Xia Lin a poursuivi : « Où sont les arbres ? »
« Ma sœur l'adore. Il y a des petits oiseaux qui chantent dessus. »
Où se trouve l'arbre ?
À ce moment-là, toute la famille avait compris le sens des paroles de Shanglin.
Le fils aîné et sa femme échangèrent un regard à travers la cour, percevant la taquinerie dans leurs yeux. Ils haussèrent un sourcil, sans dire un mot, attendant de voir le spectacle se dérouler. Shanglin, ce garçon, avait la langue bien pendue, et les deux s'étaient déjà affrontés à plusieurs reprises. Tous se réjouissaient de voir Zhang Chunhua, d'ordinaire si arrogante et opportuniste, recevoir la leçon qu'elle méritait !

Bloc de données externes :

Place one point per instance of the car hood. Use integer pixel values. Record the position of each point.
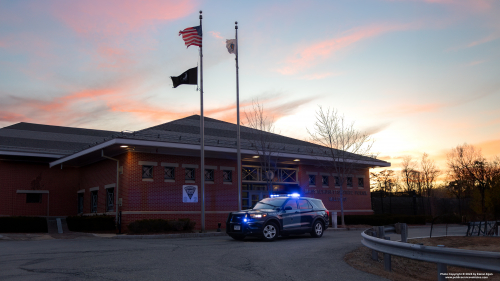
(250, 211)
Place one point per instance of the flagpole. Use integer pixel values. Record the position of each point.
(238, 119)
(202, 133)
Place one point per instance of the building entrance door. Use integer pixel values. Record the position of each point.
(251, 197)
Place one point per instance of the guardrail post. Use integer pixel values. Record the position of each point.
(387, 258)
(381, 232)
(442, 269)
(404, 233)
(374, 253)
(334, 220)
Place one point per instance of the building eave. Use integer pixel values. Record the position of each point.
(194, 147)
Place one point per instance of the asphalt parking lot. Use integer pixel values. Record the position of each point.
(202, 258)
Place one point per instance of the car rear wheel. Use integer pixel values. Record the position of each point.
(270, 232)
(237, 237)
(317, 230)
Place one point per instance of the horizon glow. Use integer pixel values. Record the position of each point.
(418, 75)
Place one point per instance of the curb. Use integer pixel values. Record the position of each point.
(166, 236)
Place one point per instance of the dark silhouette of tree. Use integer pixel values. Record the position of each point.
(345, 146)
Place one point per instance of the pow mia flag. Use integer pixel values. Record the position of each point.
(189, 193)
(189, 77)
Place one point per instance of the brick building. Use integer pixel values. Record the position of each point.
(61, 171)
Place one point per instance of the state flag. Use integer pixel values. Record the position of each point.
(231, 46)
(189, 77)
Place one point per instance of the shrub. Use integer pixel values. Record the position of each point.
(91, 223)
(23, 224)
(159, 225)
(188, 224)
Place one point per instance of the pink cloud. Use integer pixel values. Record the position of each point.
(216, 34)
(487, 39)
(317, 76)
(119, 29)
(119, 17)
(310, 55)
(476, 62)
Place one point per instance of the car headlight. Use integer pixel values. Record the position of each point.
(257, 216)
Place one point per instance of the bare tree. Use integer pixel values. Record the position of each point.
(410, 175)
(428, 175)
(264, 147)
(343, 145)
(385, 180)
(468, 165)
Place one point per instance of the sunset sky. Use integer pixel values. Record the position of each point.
(420, 75)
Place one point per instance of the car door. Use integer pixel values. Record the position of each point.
(291, 217)
(306, 213)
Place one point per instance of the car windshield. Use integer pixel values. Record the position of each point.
(269, 203)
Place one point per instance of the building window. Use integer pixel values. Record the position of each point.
(169, 173)
(349, 181)
(227, 176)
(33, 198)
(93, 202)
(312, 179)
(209, 175)
(337, 181)
(250, 174)
(190, 175)
(324, 180)
(110, 199)
(80, 203)
(361, 182)
(147, 172)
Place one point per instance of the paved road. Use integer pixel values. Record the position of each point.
(208, 258)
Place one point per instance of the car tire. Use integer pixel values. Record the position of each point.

Grand-père toussa, mit ses mains derrière son dos et entra lentement dans la maison. Au même moment, il appela Grand-mère : « Chérie, viens me chercher cet uniforme militaire jaune. Il fait froid le matin et le soir, et mes vieux os ne peuvent plus supporter le stress. »
Les deux personnes âgées entrèrent dans la maison en même temps, fermèrent la porte et firent abstraction de la dispute entre leur fils et leur belle-fille.

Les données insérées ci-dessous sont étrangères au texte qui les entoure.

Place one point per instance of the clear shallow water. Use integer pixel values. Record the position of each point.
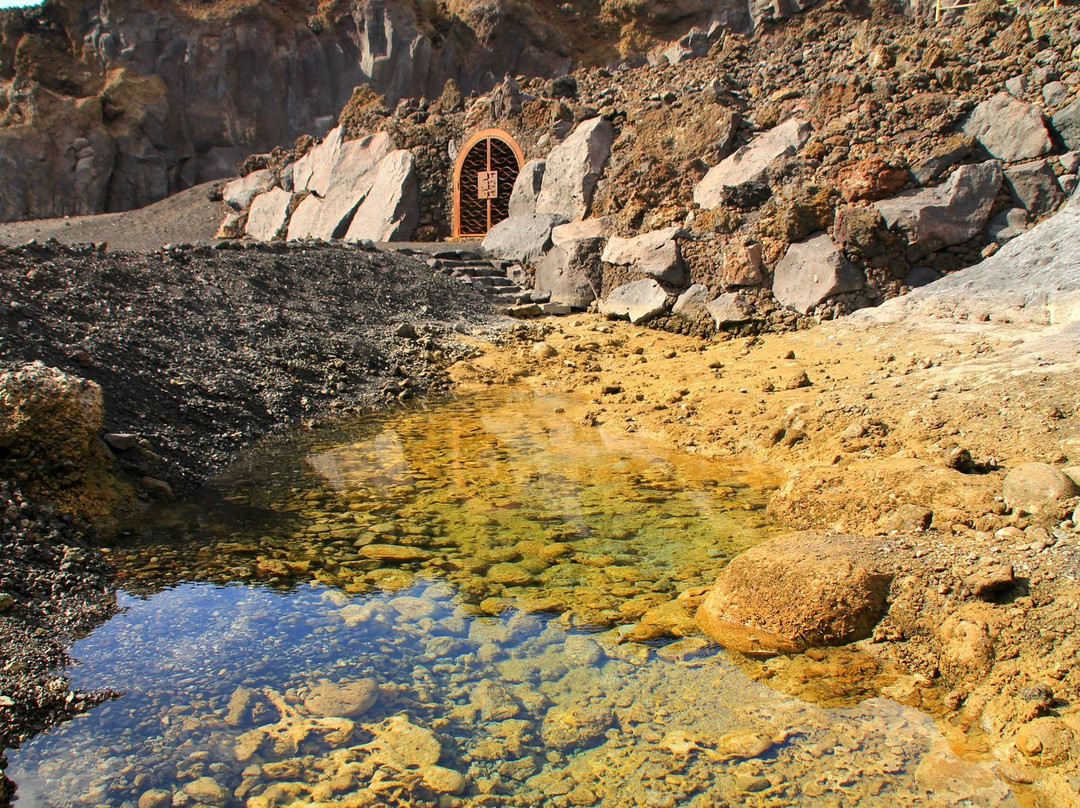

Shanglin n'a pas continué, mais Xialin était très curieux et continuait de tordre le bras de sa sœur en demandant : « Où est l'arbre ? Où est l'arbre ? Où est l'arbre ? »

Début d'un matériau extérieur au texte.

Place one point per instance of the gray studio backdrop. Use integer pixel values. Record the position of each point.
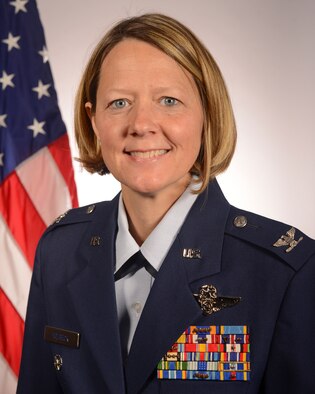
(266, 53)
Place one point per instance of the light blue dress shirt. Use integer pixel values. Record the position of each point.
(132, 291)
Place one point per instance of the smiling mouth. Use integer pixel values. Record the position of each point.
(148, 154)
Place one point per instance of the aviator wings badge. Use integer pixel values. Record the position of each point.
(288, 240)
(210, 302)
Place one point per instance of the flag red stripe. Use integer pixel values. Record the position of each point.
(60, 151)
(21, 216)
(11, 328)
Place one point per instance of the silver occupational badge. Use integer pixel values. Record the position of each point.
(210, 302)
(288, 240)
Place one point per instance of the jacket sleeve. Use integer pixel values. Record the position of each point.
(37, 373)
(292, 353)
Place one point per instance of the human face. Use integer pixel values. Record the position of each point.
(148, 119)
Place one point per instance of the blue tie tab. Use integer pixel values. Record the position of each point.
(133, 264)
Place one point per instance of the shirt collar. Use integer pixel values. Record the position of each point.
(157, 245)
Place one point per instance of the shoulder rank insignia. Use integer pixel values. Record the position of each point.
(210, 302)
(60, 217)
(288, 240)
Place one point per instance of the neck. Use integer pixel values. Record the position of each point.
(145, 211)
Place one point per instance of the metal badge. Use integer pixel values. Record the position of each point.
(210, 302)
(192, 253)
(58, 362)
(288, 240)
(95, 240)
(63, 337)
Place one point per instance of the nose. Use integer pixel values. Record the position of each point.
(142, 119)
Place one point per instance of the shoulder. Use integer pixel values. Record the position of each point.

Shang Lin sourit et dit : « Il s'est envolé ! »
Xia Lin : « Hein ? Il s'est envolé ? » Il fixa sa sœur d'un air absent, puis leva les yeux vers le ciel, l'air complètement idiot.
Shang Lin pinça les lèvres et dit sérieusement : « C'est exact, il s'est envolé. Un matin, je me suis réveillé et j'ai entendu un bourdonnement. J'ai regardé et, oh surprise, un avion l'avait emporté dans le ciel, et il a disparu en un clin d'œil. »
avion?
Shang Lin jeta un regard discret à Zhang Chunhua et hocha la tête sérieusement : « Tu étais trop jeune pour te souvenir de quoi que ce soit à cette époque ! »
Xia Lin laissa échapper un cri et leva les yeux au ciel, essayant de trouver des traces de l'avion qui était passé.
Elle fit preuve d'indulgence envers sa tante, si bien que l'arbre ne put s'envoler vers le ciel. Au lieu de cela, il atterrit dans la chambre de sa tante, et des traces de bois de paulownia étaient visibles partout, notamment dans les armoires, les bureaux et les penderies.
Zhang Hongwei planta le sycomore dès son entrée dans la maison.